Before we discuss the individual record types that appear in the zone files, let us look at the general format of a Resource Record. Each record has the following general shape:
KEY IN TYPE VALUE
where:
KEY is the key to be looked up.
IN refers to Internet. In principle, DNS can be used for other networking protocols; in practice, IN is the only thing you ever see in this position of the Resource Record.
TYPE is the type of Resource Record (SOA, A, PTR, and so forth).
VALUE is the result of the lookup.
Zone file Special Features
Several other special features appear in zone files:
Repetition convention. If the KEY is blank, the key from the previous record is used.
Comments. Lines beginning with a semicolon “;” are comments.

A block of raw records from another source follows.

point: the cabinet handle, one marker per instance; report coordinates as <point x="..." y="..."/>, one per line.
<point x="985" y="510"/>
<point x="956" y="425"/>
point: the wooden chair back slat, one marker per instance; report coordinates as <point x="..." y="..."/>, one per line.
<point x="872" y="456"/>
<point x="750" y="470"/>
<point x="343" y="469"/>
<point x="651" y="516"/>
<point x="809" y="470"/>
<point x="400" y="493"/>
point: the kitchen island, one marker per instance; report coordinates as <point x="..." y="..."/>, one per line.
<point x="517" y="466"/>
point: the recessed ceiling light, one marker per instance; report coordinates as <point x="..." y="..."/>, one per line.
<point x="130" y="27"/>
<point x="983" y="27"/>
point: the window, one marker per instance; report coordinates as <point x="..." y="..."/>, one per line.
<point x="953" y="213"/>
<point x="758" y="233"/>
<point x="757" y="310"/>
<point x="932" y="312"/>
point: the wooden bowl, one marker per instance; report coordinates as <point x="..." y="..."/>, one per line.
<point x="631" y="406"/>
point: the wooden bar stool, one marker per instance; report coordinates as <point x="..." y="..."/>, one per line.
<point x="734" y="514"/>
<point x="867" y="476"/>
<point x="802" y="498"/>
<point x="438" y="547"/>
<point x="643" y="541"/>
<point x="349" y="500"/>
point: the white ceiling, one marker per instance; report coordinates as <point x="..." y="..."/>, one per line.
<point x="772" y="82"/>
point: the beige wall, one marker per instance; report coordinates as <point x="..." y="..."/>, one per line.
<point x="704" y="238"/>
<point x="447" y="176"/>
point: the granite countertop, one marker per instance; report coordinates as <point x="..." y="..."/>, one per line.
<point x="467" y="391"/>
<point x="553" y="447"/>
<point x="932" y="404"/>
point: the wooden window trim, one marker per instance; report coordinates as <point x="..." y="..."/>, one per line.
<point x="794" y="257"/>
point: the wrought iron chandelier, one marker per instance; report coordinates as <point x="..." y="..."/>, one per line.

$CODE. Certain special directives regarding the interpretation of the file by the server are marked by $CODE. In our examples you will see the code $ORIGIN. The $ORIGIN code means that all the KEY values in the left column are relative to $ORIGIN; the $ORIGIN value is added to the end of these key values and makes the file easier to read.
Zone File Format
The code below contains examples of the code $ORIGIN.
@ signs
There is one additional special feature that may appear in zone files: @ signs. An @ sign represents a value to be inserted by the server from its configuration files. For example, if the server is configured to use the file file.zone as the zone file for the corporation.com zone, and an @ sign is used in the left column as a KEY value, the server replaces the @ with corporation.com.
The examples in this course do not show @ signs.